Mehmet Terzi

Personal information
- Nationality: Turkish
- Born: 5 May 1955 (age 71) Kurtköy, Bilecik Province, Turkey

Sport
- Sport: Running
- Events: Marathon, road running

Achievements and titles
- Personal bests: 2:10:25 London, 1987 marathon

Medal record
Men's athletics
Representing Turkey
Mediterranean Games
| Gold medal – first place | 1983 Casablanca | Marathon |
| Bronze medal – third place | 1979 Split | Marathon |
City marathons
| Gold medal – first place | 1987 San Francisco | Marathon |
| Gold medal – first place | 1985 Istanbul | Marathon |
| Silver medal – second place | 1983 Frankfurt | Marathon |
| Silver medal – second place | 1978 Paris | Marathon |

= Mehmet Terzi =

Turkish long-distance runner

Mehmet Terzi (born 5 May 1955) is a medal-winning former long-distance runner from Turkey, who specialized in running marathons. He served as the president of the Turkish Athletic Federation (Türkiye Atletizm Federasyonu) (TAF) for nine years between 2004 and 2013.

Terzi was born on 5 May 1955, at Kurtköy in Bilecik Province, mid-western Turkey. He competed in the 1500m, 5000m, 10000m and cross-country events in various clubs in Eskişehir, Mersin, Ankara, Bursa, Zonguldak and Istanbul after entering athletics in 1970 in Eskişehir.
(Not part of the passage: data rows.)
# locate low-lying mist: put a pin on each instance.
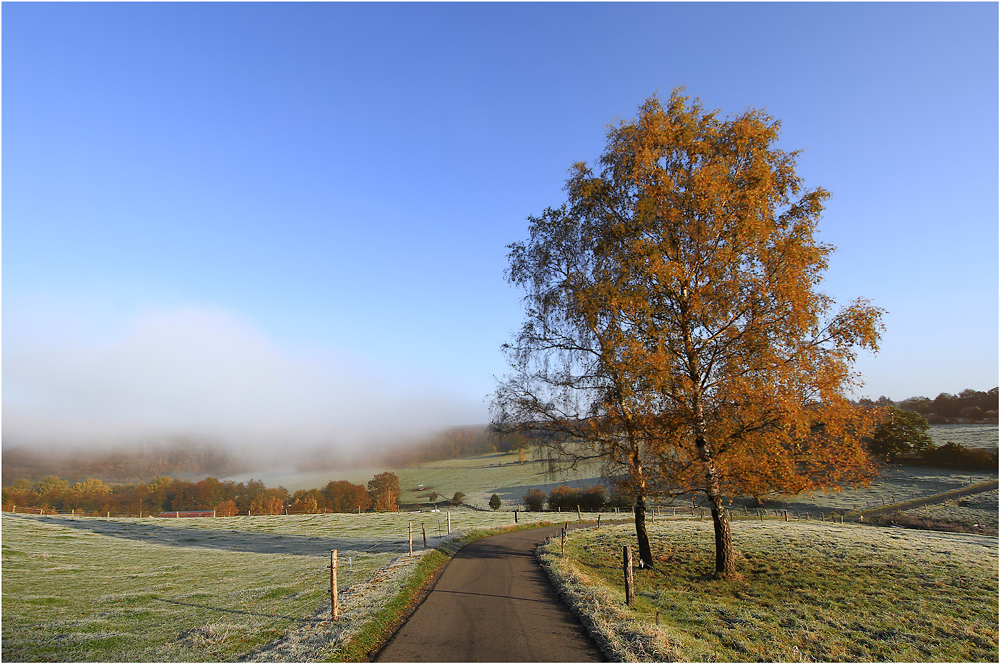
(209, 376)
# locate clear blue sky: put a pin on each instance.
(290, 221)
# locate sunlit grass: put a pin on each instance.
(811, 592)
(91, 589)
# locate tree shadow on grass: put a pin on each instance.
(245, 613)
(229, 540)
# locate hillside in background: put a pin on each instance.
(190, 457)
(137, 463)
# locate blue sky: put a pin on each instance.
(290, 221)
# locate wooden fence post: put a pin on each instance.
(629, 579)
(335, 605)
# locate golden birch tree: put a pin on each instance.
(675, 298)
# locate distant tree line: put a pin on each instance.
(226, 498)
(968, 405)
(565, 497)
(902, 436)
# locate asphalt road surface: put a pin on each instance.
(493, 603)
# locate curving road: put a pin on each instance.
(493, 603)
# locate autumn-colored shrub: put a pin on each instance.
(226, 508)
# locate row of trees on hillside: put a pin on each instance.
(565, 497)
(674, 326)
(970, 405)
(227, 498)
(903, 436)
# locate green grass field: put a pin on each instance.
(811, 592)
(256, 588)
(92, 589)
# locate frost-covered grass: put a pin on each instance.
(811, 592)
(978, 509)
(90, 589)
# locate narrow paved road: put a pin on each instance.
(493, 603)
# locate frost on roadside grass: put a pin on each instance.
(358, 604)
(615, 628)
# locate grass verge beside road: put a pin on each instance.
(812, 591)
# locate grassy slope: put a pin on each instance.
(90, 589)
(811, 592)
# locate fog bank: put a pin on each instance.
(212, 374)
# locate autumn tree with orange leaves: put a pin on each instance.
(674, 325)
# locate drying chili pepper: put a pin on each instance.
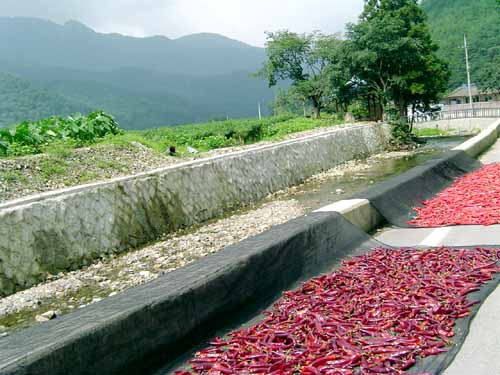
(473, 199)
(378, 314)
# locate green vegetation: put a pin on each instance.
(57, 136)
(387, 63)
(144, 82)
(308, 61)
(219, 134)
(480, 19)
(32, 137)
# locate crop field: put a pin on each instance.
(97, 128)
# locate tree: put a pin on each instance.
(490, 79)
(393, 56)
(305, 60)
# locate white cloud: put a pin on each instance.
(239, 19)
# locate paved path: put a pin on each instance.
(480, 354)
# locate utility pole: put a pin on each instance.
(468, 72)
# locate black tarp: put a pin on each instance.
(395, 198)
(154, 324)
(159, 324)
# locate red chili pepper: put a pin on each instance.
(472, 199)
(377, 314)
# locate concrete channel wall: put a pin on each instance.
(159, 320)
(63, 230)
(362, 213)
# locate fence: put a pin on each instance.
(457, 114)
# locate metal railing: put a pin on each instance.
(457, 114)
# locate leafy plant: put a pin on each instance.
(32, 137)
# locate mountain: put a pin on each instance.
(144, 82)
(479, 19)
(22, 100)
He was a member of Fenerbahçe SK.

Mehmet Terzi won a bronze medal at the 1979 Mediterranean Games in Split, Yugoslavia; and clinched the marathon gold medal at the 1983 Mediterranean Games in Casablanca, Morocco. He also won the Istanbul Marathon in 1985 and the San Francisco Marathon in 1987; after receiving silver medals in the 1978 Paris, France, and 1983 Frankfurt, Germany, marathons.

He competed for Turkey in marathon at the 1984 Los Angeles and 1988 Seoul Olympics, but did not achieve a top rank.

In 2004, Mehmet Terzi was elected president of the Turkish Athletic Federation for a term of four years. He was re-elected for the same post for another four-year term in 2008. He won his third consecutive election in 2012, but was forced to resign after a high-profile doping scandal in Turkish athletics during the summer of 2013. Terzi resigned from the TAF Presidency on 1 August 2013, just before the World Championships in Moscow.